Re: [eigen] Adapting code from OpenCV (a seemingly much faster SVD)

[Benoit Jacob <jacob.benoit.1@xxxxxxxxx>]

and this one:
http://portal.acm.org/citation.cfm?id=1330191

2009/4/18 Benoit Jacob <jacob.benoit.1@xxxxxxxxx>:
> Two further remarks:
> - we really want SVD for all rectangular matrix sizes
> - i checked, there do exist cache-efficient block bidiagonalization
> algorithms although the articles seem recent, for example this 2008
> paper:
> http://portal.acm.org/citation.cfm?id=1356055
> Since they're so recent, I think it'd be acceptable to start
> short-term with a traditional householder bidiagonalization before
> starting considering these...
>
> Benoit
>
>
> 2009/4/18 Benoit Jacob <jacob.benoit.1@xxxxxxxxx>:
>> Hi,
>>
>> it's well known that our current SVD code, taken from JAMA, has many
>> issues. We didn't intend to keep it long :)
>>
>> So it's been on my TODO to rewrite it from scratch. I was planning to
>> do it "very soon" but I've been lagging so I don't want to hold this
>> back any further if you think you've come up with a good solution.
>>
>> Here's what we really want for the SVD:
>> - it should be written on top of Eigen expressions rather than plain for loops.
>> - it should have fixed-size specializations, ideally generic working
>> for all fixed sizes.
>> - it should handle also complex numbers.
>>
>> That's why porting from OpenCV is not necessarily much shorter than
>> writing from scratch (unless they already have the fixed-size
>> specializations and Eigenifying all that isnt too hard).
>>
>> A useful thing would be to look at OpenCV's code and see if they are
>> doing clever cache-friendly things, especially in the
>> bidiagonalization step. That would be impressive and would justify
>> using their code rather than cooking our own. If they do, check if
>> it's octonion-based -- that would be interesting to know, but also
>> that wouldn't work with complex numbers.
>>
>> Otherwise, if they just do the classical householder
>> bidiagonalization, then we sure can to the same quickly by ourselves.
>>
>> Yes, the license is an issue.
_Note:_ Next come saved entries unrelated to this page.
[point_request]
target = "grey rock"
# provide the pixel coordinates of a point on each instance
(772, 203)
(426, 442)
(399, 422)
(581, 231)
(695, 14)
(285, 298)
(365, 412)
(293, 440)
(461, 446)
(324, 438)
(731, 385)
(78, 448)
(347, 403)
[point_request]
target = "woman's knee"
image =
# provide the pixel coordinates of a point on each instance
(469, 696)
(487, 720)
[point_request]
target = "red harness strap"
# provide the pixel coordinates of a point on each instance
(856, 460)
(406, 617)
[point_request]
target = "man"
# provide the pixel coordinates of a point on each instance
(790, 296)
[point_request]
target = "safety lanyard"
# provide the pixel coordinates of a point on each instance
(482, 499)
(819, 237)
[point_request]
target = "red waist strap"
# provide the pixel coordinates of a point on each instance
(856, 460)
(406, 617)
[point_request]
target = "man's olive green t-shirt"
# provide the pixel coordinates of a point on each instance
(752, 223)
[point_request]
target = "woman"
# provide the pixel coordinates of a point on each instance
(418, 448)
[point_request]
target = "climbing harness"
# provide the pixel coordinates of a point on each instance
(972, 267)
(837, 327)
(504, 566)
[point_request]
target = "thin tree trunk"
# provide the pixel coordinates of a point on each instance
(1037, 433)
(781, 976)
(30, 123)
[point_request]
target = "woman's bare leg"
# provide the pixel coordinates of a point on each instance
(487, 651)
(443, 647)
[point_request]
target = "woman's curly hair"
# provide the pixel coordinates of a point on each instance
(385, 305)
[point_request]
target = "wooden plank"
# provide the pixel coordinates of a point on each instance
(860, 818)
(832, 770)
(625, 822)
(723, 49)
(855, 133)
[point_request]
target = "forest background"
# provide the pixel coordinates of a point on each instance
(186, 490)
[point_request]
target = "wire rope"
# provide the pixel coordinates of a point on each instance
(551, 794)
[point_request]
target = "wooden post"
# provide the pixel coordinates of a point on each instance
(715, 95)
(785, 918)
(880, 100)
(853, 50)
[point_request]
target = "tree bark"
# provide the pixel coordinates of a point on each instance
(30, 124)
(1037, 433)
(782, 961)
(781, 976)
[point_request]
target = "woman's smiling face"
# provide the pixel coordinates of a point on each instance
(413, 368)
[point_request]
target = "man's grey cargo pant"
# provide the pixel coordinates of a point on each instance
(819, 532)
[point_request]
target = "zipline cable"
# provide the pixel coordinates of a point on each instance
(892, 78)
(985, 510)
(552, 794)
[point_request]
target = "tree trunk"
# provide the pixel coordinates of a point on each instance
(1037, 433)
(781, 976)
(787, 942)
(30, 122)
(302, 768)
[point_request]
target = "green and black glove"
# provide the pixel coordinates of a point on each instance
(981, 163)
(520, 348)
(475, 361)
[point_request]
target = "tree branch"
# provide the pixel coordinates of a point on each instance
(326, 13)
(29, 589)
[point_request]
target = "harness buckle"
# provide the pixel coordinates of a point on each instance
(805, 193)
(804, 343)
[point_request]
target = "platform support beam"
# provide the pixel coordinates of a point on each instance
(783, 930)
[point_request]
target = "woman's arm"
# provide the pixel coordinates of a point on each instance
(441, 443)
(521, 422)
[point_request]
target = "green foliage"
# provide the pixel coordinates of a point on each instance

Actually it seems that they already had
>> the converse problem:
>> http://www.nabble.com/linking-to-LGPL-code-td16653123.html
>>
>> I'd say before considering license issues, check if they really do
>> such clever things that it's really better to use their code than
>> start from scratch. SVD isn't complicated unless one does special
>> cachefriendly things.
>>
>> Cheers,
>> Benoit
>>
>> 2009/4/18 Hauke Heibel <hauke.heibel@xxxxxxxxxxxxxx>:
>>> Hi,
>>>
>>> After performing some comparisons with Eigen's SVD (see attachment), I am
>>> wondering whether it might be of interest or possible at all to use the
>>> decomposition from OpenCV. I would volunteer :) to port it - maybe in a
>>> first step as a new SVD class in the 'disabled' folder that enables
>>> repeatable comparisons. This would obviously only make sense in case it is
>>> possible at all to use the code I have from the OpenCV lib. Actually, I
>>> ported the code before to our own hand-crafted linear algebra lib. But for
>>> Eigen, one definitely needs to take care of license issues. Since I have
>>> very little knowledge about these things, I am wondering whether somebody
>>> could comment on the attached license file - afaik, it is the same as when I
>>> copied the SVD code.
>>>
>>> The test results from the attached PDF were generated with double precision,
>>> dynamic size matrices of dimensions 25x25 up to 200x200 - each decomposition
>>> has been run 100 times. The graph contains the mean decomposition time in
>>> seconds for different matrix sizes (y-axis). The standard deviations in the
>>> legend are the deviations that occured while performing one and the same
>>> decomposition 100 times.
>>>
>>> Any comments would be welcome...
>>>
>>> Regards,
>>> Hauke
>>>
>>>
>>
>